Pour ces raisons, certains dirigeants de l’industrie préviennent que les chiffres pourraient ne jamais s’additionner. « Le sport est une activité très spécialisée et compliquée », a reconnu le président Kevin Mayer, qui a précédemment supervisé le lancement des services de streaming de Disney, y compris ESPN Plus. Il a également eu un passage de courte durée à la tête de l’application vidéo chinoise TikTok. « À moins que ce ne soit votre objectif, ce qui est le nôtre, je pense que cela offre beaucoup de défis. »

DAZN espère atteindre le seuil de rentabilité l’année prochaine avec un chiffre d’affaires de 3,5 milliards de dollars et devenir rentable en 2024. Mais cela pourrait changer si l’entreprise se développe sur de nouveaux marchés, a déclaré Segev. Cette année, il espère augmenter ses revenus à 2,5 milliards de dollars, contre environ 1,4 milliard de dollars en 2021.

Alors que les consommateurs sont contraints par la flambée de l’inflation, Segev a déclaré que les abonnements sont stables à environ 11 millions et que DAZN n’a « encore vu aucun impact » de la crise du coût de la vie.

Len Blavatnik
Leonard Blavatnik : « En général, je ne suis pas patient, mais je comprends qu’il faut du temps et de l’argent pour construire une plateforme de diffusion mondiale » © Matt Winkelmeyer/Getty Images pour Warner Music

Le groupe lancera son propre service de paris sportifs au Royaume-Uni le mois prochain.

Segev affirme que le changement de réglementation éloigne le marché d’un « pari de casino lourd [with] modèle à gros enjeux ». « Vous pouvez voir que le marché évolue : moins d’enjeux, récréatif, marché de masse, plus de plaisir, plus de divertissement », a-t-il déclaré. « C’est exactement ce que j’espère que DAZN fera. »

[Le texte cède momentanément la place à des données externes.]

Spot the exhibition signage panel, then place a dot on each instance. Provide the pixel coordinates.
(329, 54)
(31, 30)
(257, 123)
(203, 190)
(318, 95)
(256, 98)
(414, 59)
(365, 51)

Son objectif est d’imiter le succès de Sky Bet, qui a été formé en 2001 et a profité du développement du jeu en ligne pour devenir l’un des plus grands joueurs du Royaume-Uni. Il fait désormais partie de Flutter Entertainment, le plus grand groupe de jeu coté au monde.

Godard d’Enders est « sceptique » quant aux ambitions de DAZN dans ces domaines. « Les paris ont beaucoup moins d’obstacles à l’entrée que la vidéo sportive », a-t-il déclaré. « Une fois que vous avez les droits de diffusion, personne ne peut se lancer contre vous. Dans les paris, c’est beaucoup plus fluide, c’est beaucoup plus compétitif et presque n’importe qui peut créer quelque chose.

Dans son activité principale de diffusion sportive, DAZN panse ses blessures après l’échec d’une offre d’achat pour BT Sport, qui diffuse les matchs de football de la Premier League anglaise et de l’UEFA Champions League au Royaume-Uni. Au lieu de cela, BT a annoncé en mai une joint-venture avec Warner Bros Discovery.

Access Industries de Blavatnik « voulait vraiment que BT Sport leur donne de la crédibilité et un nom », a déclaré une personne impliquée dans l’accord.

Quant à l’avenir de DAZN, les analystes ont émis l’hypothèse que la société se prépare à une vente à l’un de ses plus grands rivaux technologiques.

Mayer a déclaré que ce n’était « pas le but » mais a ajouté : « Je ne dis pas que cela n’arrivera pas ou que cela ne pourrait pas arriver. Notre objectif est de faire une grande entreprise, qui. . . peut être une entreprise publique à part entière.

Blavatnik, comme tout actionnaire, veut voir des progrès, a déclaré Segev. « L’exigence de capital de DAZN diminue », a-t-il ajouté. Lorsqu’on lui a demandé quand Blavatnik pourrait cesser de soutenir DAZN, Mayer a déclaré que d’ici 2024, le besoin d’argent serait « atténué, voire entièrement disparu ».

« Du point de vue de Len [of view]le plus tôt sera le mieux évidemment », a-t-il déclaré.